Business Standard, 22 June 2025


Most of us have settled into a warm cynicism about governments. We expect the regime to act through a combination of pride and nationalism. So we think, of course the Iranian government will hit back, of course the Iranian government will try to rival Israel's military power, of course the regime will continue on the slog of trying to get to nuclear weapons.

By doing this, we sign on to the interests of the regime. There is a small matter of the interests of the people. The essential insight of political science and international relations is the distinction between the principal and the agent, the distinction between the interests of the people vs. the interests of the regime.

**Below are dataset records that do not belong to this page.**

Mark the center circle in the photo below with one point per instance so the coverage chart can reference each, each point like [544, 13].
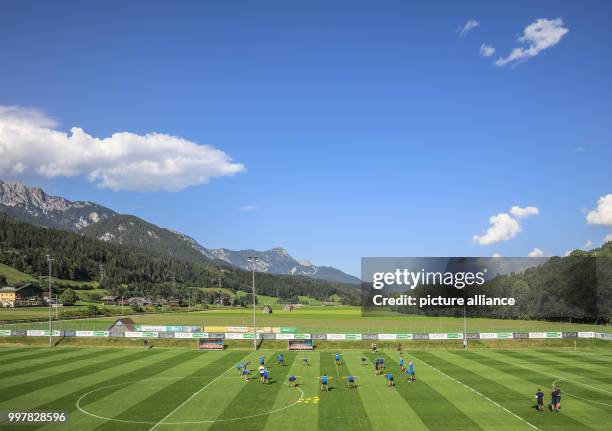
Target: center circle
[92, 414]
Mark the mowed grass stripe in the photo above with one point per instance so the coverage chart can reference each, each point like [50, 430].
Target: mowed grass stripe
[34, 354]
[386, 408]
[255, 398]
[339, 408]
[62, 377]
[157, 362]
[433, 408]
[49, 363]
[160, 403]
[520, 403]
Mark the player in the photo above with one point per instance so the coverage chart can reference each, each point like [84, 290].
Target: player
[324, 382]
[410, 371]
[539, 396]
[245, 374]
[292, 381]
[350, 382]
[390, 380]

The pursuit of pride and nationalism by the Khamenei regime has brought disaster for the Iranian people. It does not have to be like this. The right strategy for Iran is to settle into 50 years of becoming a normal country, of getting away from state violence against the people, of building the society and the economy, of becoming a normal country that engages with the world in the normal ways of well behaved countries. That would build a great country, which is in the interests of the people.

Great leaders are those that rise above narrow considerations of face, of regime stability, of ideology, to do things that are in the interests of the people. There are many such examples in history:

These examples -- Nehru, Charles de Gaulle, F. W. de Klerk, Gorbachev, Sadat, Rabin, Deng Xiao Ping -- all show us great leaders who pursued the interests of the people and not the regime, who dialled down the pride in return for buiding a normal country, who created conditions of low violence and a chance of sustained economic growth for 50 years.

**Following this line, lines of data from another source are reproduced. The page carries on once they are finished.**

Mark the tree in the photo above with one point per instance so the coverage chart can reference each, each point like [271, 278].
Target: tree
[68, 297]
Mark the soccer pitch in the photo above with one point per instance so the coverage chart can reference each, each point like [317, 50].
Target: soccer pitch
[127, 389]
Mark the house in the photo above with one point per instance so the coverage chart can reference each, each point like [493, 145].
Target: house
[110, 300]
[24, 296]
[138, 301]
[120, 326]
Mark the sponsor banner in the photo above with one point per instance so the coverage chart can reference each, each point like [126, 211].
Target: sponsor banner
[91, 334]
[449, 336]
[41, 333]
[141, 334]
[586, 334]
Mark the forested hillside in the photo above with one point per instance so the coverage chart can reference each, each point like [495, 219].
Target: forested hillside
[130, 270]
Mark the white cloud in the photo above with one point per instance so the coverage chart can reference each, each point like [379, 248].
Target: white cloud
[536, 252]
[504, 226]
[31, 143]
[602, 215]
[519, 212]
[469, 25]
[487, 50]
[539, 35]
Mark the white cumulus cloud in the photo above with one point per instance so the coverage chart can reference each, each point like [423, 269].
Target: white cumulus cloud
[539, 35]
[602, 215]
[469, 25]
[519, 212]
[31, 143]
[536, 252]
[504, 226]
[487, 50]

There are of course numerous failed leaders who emphasised pride and nationalism, who appealed to their base. Galtieri invaded the Falkland islands in 1982, trying to drum up domestic anti-colonial sentiment, which led to a collapse of the regime in 1983. Nasser was confrontationist on the scale of Khamenei, and lost the six day war in 1967. Mugabe led a (popular!) violent land reform program in Zimbabwe that gave a collapse of agricultural production and hyperinflation. Xi Jinping disrupted Deng Xiao Ping's `China model' with a return to resentment and hostility [EiE Ep16 The China model is broken] The gold medal for foolish pride goes to Vladimir Putin, who destroyed the possibility of Russia becoming a normal country, a European quality democracy, and a member of the EU and NATO.

Yes, such leaders exist, but we should not normalise such leadership qualities. When Nitin Pai says War is the continuation of domestic politics by other means, this is intended as criticism, not normalisation of toxic politics. We should not jump to the assumption that pride is the only force at work or that pride is the only legitimate lens through which the objectives of a regime should be anticipated. The essence of leadership lies in doing things that are good for the people as opposed to the regime.

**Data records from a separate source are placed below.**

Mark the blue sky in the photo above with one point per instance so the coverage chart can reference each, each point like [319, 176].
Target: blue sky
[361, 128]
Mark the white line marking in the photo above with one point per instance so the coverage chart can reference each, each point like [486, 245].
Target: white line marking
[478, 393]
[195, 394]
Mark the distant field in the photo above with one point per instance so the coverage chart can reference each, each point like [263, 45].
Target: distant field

The Khamenei regime may look at the situation in Iran from the viewpoint of pride, it may think the Iranian people must fight back and build a nuclear bomb. That is a terrible strategy for the Iranian people. There is no need for the Iranian state to sacrifice the peace and prosperity of the Iranian people, in return for the hope of nuclear bombs that give the regime a bigger swagger in world affairs. Iran faces zero threat from either Israel or the Sunni Arab states; it does not need nuclear weapons. All that is going on is the egotism of a small minority of Iran which happens to control the coercive power of the state. The important thing is not some male notions of pride or honour; the important thing is to create conditions of peace and prosperity, by turning Iran into a normal country.